We looked into different ridesharing matching algorithms. Specifically, we wanted to explore the real-world implications of using these algoritms, by using ridesharing data from New York City. These algorithms have in part be drawn from "Online Vehicle Routing: The Edge of Optimization in Large-Scale Applications" by Bertsimas et al. (2018).
We used 1.5 hours of ridesharing data, from a Friday afternoon in April 2016. For our simulations, we worked with 1,000 unique customers, as well as 150 cars. A snapshot of this data is visualised below, with green dots customers at their start point and yellow pointers representing the cars. The dataset also provided information on the price paid for each ride. This data was used to calculate revenue for the different algorithms.
We worked with the following assumptions:
- The average wait time for a customer is 5 minutes
- The distance between 2 coordinates is straight-line distance
- A taxi can serve at most 4 customers at a time
- The time a customer made the call (
tcall
) is 3 minutes before he was actually picked up in the dataset - The minimum time to pick up a customer (
tmin
) is 2 minutes before he was actually picked up in the dataset - The maximum time to pick up a customer (
tmax
) is 2 minutes after he was actually picked up in the dataset - The start positions for the taxi drivers are the start positions of their first customer
- The speed of a taxi is the distance of its previous order divided by the total time of its previous order
We developed and analyzed three different algorithms. Two of these are offline, and one is an online algorithm. The first, baseline model is a simple Mixed Integer Optimization (MIO) model. In this model, we treat customers on a first-come-first-served basis. Our second algorithm builds on the baseline model, and uses Heuristic Insertion in this process, we collect the customers that could not be served due to unavailability of taxis, and try to insert them in the current taxi schedule. Finally, we worked on one online algorithm, using the nearest first approach, in which a customers - upon arrival in the model - is assigned to the closest available car.

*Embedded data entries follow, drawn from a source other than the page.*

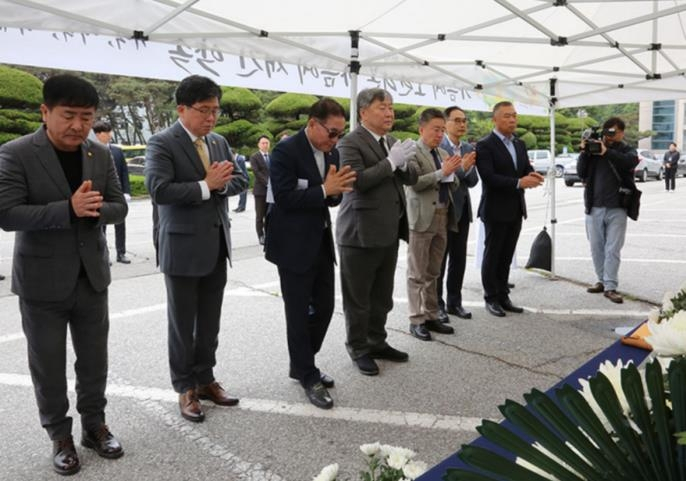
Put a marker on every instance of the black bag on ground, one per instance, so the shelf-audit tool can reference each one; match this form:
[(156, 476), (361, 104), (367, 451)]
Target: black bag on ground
[(541, 253)]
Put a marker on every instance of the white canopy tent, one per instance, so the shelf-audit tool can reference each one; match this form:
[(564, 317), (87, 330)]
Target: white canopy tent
[(547, 53)]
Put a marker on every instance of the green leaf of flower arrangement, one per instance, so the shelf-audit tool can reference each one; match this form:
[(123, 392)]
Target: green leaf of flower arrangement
[(633, 390), (503, 437), (579, 409), (601, 467), (677, 387), (661, 417), (493, 463), (606, 397)]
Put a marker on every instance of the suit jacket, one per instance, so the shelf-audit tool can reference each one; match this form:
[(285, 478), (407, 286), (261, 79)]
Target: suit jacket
[(373, 214), (188, 226), (467, 179), (261, 170), (121, 168), (299, 219), (501, 200), (423, 196), (50, 247)]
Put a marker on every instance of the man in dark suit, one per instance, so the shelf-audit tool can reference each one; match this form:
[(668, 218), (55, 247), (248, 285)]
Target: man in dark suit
[(505, 172), (57, 190), (103, 132), (371, 220), (189, 175), (455, 257), (305, 182), (259, 162)]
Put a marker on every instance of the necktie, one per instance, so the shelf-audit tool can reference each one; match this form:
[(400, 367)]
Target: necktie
[(202, 152), (382, 143), (443, 189)]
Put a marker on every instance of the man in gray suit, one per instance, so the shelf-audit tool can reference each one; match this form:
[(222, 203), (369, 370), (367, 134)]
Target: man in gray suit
[(455, 258), (430, 215), (57, 190), (189, 175), (371, 219)]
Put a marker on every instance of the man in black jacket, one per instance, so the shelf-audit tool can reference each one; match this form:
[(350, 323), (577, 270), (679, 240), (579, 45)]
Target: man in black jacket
[(603, 174)]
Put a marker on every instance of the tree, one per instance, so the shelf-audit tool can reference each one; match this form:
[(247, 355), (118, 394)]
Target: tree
[(20, 96)]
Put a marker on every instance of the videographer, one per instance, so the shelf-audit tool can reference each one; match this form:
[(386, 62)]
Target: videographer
[(605, 218)]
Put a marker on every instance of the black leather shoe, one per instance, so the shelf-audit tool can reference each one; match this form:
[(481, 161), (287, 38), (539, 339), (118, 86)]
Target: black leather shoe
[(420, 332), (319, 396), (508, 306), (366, 365), (460, 312), (327, 380), (102, 441), (65, 461), (495, 309), (443, 316), (389, 353), (437, 326)]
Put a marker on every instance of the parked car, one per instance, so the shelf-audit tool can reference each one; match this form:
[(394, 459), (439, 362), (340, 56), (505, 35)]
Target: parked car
[(648, 166), (541, 161)]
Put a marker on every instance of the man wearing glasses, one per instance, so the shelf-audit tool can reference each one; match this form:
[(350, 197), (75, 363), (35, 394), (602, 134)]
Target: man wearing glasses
[(306, 181), (455, 258), (603, 174), (189, 174)]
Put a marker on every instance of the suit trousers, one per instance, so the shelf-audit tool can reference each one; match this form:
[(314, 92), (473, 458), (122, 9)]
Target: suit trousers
[(45, 324), (367, 275), (308, 299), (424, 256), (194, 307), (260, 214), (455, 259), (499, 247)]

We summarize our results as follows:
- Provided there are enough taxis available, all algorithms find a solution in which all customers are served;
- When few taxis are present in the online algorithm, the per-taxi revenue is low;
- There is a trade-off between the percentage of customers successfully served, and the per-driver revenue.
These findings are summarized in the figures below.
We note this work has been a primer into the different ridesharing matching algorithms exist, of which most surpass the ones presented in terms of sophistication. In a future iteration of this work, we would be interested in:
- Exploring more online algorithms
- Analyzing effect of different customer waiting times
- Analyzing performance at different times of day